Instance segmentation¶
Unlike semantic segmentation, different instances of the same object type have to be labelled as separate objects (eg person 1, person 2). Harder than semantic segmentation.
Semantic segmentation¶
Unlike instance segmentation, in semantic segmentation it is only necessary to predict what class each pixel belongs to, not separate out different instances of the same class.
Weakly-supervised segmentation¶
Learning to segment from only image-level labels. The labels will describe the classes that exist within the image but not what the class is for every pixel.
The results from weak-supervision are generally poorer than otherwise but datasets tend to be much cheaper to acquire.
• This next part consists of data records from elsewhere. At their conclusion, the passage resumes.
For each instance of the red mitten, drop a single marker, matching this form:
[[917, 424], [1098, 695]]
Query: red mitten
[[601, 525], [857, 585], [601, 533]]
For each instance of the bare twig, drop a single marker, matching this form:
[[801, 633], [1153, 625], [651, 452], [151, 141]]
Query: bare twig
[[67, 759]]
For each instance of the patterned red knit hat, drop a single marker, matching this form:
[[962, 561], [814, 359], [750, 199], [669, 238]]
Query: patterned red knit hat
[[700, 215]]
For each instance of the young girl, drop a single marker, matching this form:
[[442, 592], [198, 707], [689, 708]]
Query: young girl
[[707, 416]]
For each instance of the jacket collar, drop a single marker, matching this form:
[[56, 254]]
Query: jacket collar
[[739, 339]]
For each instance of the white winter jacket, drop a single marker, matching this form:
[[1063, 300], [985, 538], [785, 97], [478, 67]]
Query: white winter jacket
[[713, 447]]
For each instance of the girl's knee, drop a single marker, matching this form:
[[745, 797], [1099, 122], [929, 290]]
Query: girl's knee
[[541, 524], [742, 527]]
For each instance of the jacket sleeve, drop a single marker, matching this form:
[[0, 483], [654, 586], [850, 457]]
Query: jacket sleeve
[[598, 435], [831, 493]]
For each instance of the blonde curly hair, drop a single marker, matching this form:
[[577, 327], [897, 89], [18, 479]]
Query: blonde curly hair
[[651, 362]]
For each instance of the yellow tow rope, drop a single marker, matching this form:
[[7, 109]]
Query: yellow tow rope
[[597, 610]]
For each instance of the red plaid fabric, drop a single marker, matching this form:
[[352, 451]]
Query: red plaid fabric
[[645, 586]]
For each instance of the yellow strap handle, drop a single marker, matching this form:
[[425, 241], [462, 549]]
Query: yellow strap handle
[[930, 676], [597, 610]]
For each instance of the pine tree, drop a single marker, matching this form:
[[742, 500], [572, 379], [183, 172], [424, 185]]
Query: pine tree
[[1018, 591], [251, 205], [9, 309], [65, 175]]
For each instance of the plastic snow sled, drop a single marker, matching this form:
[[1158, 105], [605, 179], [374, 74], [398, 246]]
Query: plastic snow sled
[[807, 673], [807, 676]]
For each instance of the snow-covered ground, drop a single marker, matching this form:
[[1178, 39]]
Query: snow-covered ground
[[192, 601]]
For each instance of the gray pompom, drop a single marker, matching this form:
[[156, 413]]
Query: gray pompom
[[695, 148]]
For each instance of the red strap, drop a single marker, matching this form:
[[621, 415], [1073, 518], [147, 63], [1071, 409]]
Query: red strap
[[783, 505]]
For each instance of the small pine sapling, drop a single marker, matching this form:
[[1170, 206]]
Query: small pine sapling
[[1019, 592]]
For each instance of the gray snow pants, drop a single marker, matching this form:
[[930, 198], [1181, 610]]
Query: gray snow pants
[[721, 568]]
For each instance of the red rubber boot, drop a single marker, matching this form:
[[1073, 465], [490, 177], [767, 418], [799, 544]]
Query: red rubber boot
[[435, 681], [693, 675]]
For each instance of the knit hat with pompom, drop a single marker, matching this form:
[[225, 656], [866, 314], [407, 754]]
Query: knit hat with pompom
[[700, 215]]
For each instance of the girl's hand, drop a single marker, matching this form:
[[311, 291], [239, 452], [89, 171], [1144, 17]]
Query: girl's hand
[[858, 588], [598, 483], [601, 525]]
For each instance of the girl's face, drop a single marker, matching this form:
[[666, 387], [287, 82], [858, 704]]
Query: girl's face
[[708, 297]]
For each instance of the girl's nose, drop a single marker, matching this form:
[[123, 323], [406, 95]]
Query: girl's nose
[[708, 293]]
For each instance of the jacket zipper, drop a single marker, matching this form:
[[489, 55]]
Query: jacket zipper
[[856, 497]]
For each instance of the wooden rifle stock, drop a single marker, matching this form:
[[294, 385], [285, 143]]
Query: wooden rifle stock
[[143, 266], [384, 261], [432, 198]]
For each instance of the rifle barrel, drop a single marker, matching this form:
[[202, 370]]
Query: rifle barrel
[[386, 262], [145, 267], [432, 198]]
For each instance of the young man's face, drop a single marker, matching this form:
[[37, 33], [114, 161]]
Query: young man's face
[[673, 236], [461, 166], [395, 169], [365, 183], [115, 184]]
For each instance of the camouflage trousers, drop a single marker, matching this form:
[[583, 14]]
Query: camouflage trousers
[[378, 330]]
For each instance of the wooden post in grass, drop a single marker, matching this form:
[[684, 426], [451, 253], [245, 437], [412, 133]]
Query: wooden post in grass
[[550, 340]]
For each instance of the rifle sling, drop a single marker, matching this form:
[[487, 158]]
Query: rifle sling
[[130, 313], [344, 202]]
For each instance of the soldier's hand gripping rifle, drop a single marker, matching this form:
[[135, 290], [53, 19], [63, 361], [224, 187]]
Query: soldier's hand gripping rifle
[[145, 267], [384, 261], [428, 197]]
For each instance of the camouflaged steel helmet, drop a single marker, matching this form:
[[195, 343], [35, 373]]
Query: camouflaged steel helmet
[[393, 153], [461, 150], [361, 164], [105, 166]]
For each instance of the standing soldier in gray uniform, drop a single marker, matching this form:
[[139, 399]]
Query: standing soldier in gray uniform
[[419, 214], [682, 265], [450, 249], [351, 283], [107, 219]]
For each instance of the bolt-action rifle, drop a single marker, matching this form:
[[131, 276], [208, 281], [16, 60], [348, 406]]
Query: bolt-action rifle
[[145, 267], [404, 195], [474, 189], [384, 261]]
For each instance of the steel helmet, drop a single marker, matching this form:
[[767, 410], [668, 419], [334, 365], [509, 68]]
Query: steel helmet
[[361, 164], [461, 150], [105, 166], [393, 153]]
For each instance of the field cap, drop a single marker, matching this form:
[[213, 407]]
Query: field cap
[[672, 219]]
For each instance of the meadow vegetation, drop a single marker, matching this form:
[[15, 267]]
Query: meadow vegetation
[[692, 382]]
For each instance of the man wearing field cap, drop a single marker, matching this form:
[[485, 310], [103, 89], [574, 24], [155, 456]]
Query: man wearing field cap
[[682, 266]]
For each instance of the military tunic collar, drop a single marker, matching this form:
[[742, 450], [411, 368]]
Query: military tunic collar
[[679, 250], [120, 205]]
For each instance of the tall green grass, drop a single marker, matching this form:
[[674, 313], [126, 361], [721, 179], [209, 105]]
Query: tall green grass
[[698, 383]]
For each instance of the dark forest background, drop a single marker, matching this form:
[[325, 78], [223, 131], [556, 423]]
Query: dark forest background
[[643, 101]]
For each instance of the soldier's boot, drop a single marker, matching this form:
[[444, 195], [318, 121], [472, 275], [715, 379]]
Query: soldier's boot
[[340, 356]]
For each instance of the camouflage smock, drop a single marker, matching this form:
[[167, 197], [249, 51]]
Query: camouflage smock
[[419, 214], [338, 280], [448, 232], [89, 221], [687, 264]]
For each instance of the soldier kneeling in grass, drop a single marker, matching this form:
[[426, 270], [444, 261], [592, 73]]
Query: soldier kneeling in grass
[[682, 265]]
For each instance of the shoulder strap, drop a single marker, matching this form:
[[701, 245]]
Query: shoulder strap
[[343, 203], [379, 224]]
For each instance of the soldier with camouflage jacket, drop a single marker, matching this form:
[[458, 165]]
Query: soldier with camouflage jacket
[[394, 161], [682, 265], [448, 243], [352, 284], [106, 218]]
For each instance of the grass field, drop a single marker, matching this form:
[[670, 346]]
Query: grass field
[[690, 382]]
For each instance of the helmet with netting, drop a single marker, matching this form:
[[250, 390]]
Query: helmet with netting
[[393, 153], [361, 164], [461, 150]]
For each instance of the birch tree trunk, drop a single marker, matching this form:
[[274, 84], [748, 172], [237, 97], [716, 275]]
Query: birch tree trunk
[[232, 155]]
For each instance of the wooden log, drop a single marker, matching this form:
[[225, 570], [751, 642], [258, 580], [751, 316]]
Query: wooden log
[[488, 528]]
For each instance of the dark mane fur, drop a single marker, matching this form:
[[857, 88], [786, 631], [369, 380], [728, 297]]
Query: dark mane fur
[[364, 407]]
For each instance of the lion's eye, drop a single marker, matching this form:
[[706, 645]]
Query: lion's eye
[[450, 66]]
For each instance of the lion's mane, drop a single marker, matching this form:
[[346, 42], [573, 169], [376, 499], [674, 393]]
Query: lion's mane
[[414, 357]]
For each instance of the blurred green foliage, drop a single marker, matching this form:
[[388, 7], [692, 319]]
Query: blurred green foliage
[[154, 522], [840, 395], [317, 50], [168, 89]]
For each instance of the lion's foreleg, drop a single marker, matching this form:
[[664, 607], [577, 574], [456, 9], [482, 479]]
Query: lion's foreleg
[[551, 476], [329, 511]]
When the dataset is only weakly-supervised it can be very hard to correctly label highly-correlated objects that are usually only seen together, such as a train and rails.
Image-to-image translation¶
Examples:
- Daytime to nighttime
- Greyscale to colour
- Streetmap to satellite view
Object detection¶
The task of finding objects of interest in a scene and determining what they are.
Object detection algorithms can generally be divided into two categories:
- One-stage detectors
- Two-stage detectors
One-stage detector¶
A class of object detection algorithm. Contrast with two-stage detectors.
Region of interest¶
See ‘region proposal’.
Region proposal¶
A region in an image (usually defined by a rectangle) identified as containing an object of interest with high probability, relative to the background.
Two-stage detector¶
A type of object detection algorithm.
The first stage proposes regions that may contain objects of interest. The second stage classifies these regions as either background or one of the classes.
There is often a significant class-imbalance problem since background regions greatly outnumber the other classes.
Contrast with one-stage detectors.
Saliency map¶
A heatmap over an image which shows each pixel’s importance for the predicted classification. This makes them very useful for making image classifiers explainable.